Scientists are now suggesting that the emotional impact of traumatic events such as my Great Grandfather experienced is transmitted through our DNA to succeeding generations. It appears to me that two of the gifts he has given his descendants is having an extraordinary sensitivity to others and a big heart. Especially towards our fellow human beings who are today living lives that mimic his; we help them as we can. I was reminded that we may not be able to see the difference any of us make in our lifetimes, but two, three, four generations from now, who knows what will happen by our small act.
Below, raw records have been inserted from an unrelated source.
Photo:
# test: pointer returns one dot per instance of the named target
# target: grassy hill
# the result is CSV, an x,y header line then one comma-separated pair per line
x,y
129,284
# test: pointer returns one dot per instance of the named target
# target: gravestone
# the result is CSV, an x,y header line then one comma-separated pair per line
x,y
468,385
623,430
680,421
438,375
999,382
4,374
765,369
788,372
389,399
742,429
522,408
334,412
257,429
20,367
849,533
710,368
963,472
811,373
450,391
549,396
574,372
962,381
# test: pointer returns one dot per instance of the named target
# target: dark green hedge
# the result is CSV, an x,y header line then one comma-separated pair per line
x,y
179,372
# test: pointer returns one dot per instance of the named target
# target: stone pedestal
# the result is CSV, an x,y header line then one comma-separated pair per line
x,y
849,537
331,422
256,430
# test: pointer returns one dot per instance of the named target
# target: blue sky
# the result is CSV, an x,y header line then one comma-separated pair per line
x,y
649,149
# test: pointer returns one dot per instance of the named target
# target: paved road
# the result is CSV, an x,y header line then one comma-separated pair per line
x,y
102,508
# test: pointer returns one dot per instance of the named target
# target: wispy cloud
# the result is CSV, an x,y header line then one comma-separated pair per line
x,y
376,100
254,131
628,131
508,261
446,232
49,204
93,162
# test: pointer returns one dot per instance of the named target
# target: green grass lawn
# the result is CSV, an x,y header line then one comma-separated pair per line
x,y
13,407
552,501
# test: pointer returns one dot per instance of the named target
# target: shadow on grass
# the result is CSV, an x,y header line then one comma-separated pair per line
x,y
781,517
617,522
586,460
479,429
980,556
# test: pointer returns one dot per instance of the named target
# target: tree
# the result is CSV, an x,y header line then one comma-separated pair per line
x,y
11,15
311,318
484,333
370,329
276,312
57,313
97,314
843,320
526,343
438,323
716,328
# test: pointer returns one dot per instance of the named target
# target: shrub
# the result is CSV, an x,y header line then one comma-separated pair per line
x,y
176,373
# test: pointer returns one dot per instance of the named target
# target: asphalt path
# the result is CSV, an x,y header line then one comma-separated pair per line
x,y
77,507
So, as Gandhi suggested, even though we can’t imagine what difference a single act can make (done just because it is the right thing to do) doesn’t mean that it doesn’t make a difference, and perhaps that’s what he meant when he said we must do it anyway.
I had originally thought I was coming to Ireland to join my friend Peter for a workshop. I had no idea that I had come to meet another Peter, my Great Grandfather, Peter Smith. And I hoped, as I stood on a cliff at the edge of the Irish Sea (next stop America) that somehow, he could know of the gift his courageous act of coming to America had been. And that even though it may have seemed his life was a failure upon his deathbed, it wasn’t. I hope that I can give myself that same message on those days when looking back all I can see are my life’s failures. I hope that you can do that also.
I’d ask you to consider how where you came from and what your ancestors experienced may have shaped your life. I would hope that on those days when you look back on the parts of your life that could be seen as failures, there is a little voice that can say, “Well, one never knows for sure”.